The above command can be significantly improved by using semi-transparent points for the scatter plot; 90% trasnparency will get you a good visualization.

In [None]:
# YOUR CODE HERE
save_fig("better_visualization_plot")

Finally, let's try to add one dimension to the scatter chart, namely the `median_house_value`, so that the map shows different colors for different house prices, immediately highlighting where it was more expensive to live in California in 1990. For this last challenge, you can use the `jet` colormap and add a legend for what the different colors mean; please refer to the `pandas.DataFrame.plot` documentation. 
PS. If you have strange visualization issues, try to add `sharex=False` to the arguments

In [None]:
# YOUR CODE HERE
plt.legend()
save_fig("housing_prices_scatterplot")

Now let's calculate a correlation matrix
> What does `corr_matrix` look like?

In [None]:
corr_matrix = housing.corr()

Next, let's focus on the correlation between the different features and `median_house_value`
> Which feature has the highest positive correlation with it?

In [None]:
# YOUR CODE HERE

Let's now get a scatter matrix for selected features.

In [None]:
# from pandas.tools.plotting import scatter_matrix # For older versions of Pandas
from pandas.plotting import scatter_matrix

attributes = ["median_house_value", "median_income", "total_rooms",
              "housing_median_age"]
scatter_matrix(housing[attributes], figsize=(12, 8))
save_fig("scatter_matrix_plot")

The next snippet creates a scatter plot relating income and house value.
> What's wrong with it? What does it tell us about the `median_house_value` data^

In [None]:
housing.plot(kind="scatter", x="median_income", y="median_house_value",
             alpha=0.1)
plt.axis([0, 16, 0, 550000])
save_fig("income_vs_house_value_scatterplot")

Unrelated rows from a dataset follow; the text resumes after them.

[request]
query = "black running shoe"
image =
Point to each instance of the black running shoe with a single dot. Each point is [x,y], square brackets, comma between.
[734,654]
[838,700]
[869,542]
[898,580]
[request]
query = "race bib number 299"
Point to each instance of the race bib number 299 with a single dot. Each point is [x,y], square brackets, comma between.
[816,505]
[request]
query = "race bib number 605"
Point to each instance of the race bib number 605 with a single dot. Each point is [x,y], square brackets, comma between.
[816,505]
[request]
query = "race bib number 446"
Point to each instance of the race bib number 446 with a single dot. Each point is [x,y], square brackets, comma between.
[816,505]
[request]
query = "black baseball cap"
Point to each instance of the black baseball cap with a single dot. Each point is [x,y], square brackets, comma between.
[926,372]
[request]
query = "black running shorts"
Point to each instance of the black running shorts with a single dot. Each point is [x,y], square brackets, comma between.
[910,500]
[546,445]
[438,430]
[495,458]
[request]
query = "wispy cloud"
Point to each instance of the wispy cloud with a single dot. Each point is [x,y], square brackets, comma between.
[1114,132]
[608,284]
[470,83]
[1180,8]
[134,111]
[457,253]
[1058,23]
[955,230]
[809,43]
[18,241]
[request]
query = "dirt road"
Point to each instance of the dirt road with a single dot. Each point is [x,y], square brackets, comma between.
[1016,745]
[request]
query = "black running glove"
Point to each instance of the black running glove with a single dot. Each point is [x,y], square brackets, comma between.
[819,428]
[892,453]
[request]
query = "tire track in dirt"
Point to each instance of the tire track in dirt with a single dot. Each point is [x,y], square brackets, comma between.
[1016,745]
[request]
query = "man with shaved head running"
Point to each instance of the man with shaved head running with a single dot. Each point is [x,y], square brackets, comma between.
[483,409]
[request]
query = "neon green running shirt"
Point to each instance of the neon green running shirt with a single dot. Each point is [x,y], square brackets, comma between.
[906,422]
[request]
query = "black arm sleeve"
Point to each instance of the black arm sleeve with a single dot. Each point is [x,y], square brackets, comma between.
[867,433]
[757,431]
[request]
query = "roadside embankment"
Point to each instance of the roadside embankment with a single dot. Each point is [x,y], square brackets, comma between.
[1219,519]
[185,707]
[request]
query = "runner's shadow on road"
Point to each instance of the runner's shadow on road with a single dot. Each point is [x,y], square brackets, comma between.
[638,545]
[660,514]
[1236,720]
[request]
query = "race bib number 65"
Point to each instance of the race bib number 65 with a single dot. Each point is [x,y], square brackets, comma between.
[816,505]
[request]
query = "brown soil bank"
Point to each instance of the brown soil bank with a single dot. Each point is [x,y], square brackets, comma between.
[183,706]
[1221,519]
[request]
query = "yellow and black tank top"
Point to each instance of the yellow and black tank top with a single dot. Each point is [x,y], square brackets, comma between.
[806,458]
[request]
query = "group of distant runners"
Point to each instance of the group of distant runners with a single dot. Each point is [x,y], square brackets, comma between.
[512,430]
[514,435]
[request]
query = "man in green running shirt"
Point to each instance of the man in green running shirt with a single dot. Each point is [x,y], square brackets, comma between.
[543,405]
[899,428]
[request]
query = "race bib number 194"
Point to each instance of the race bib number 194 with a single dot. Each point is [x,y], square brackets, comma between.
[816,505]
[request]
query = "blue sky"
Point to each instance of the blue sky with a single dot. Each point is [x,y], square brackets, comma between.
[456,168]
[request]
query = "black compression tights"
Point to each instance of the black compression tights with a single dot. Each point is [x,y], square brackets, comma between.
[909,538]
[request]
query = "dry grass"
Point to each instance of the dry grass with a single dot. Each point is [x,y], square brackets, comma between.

Next, let's create the following synthetic features and add them to the dataframe:
- `rooms_per_household` (shown)
- `bedrooms_per_room`
- `population_per_household`

In [None]:
housing["rooms_per_household"] = housing["total_rooms"]/housing["households"]
housing["bedrooms_per_room"] = # YOUR CODE HERE
housing["population_per_household"] = # YOUR CODE HERE

Let's recalculate the correlation matrix and look at it
> Do our synthetic features provide a better correlation than the values originally present in the dataset?

In [None]:
corr_matrix = housing.corr()
# YOUR CODE HERE

Let's get a visual answer to the previous question by looking at a scatter plot.

In [None]:
housing.plot(kind="scatter", x="rooms_per_household", y="median_house_value",
             alpha=0.2)
plt.axis([0, 5, 0, 520000])
plt.show()

Finally, let's look at a dataframe description:
> Is there something wrong here? What is it?

In [None]:
housing.describe()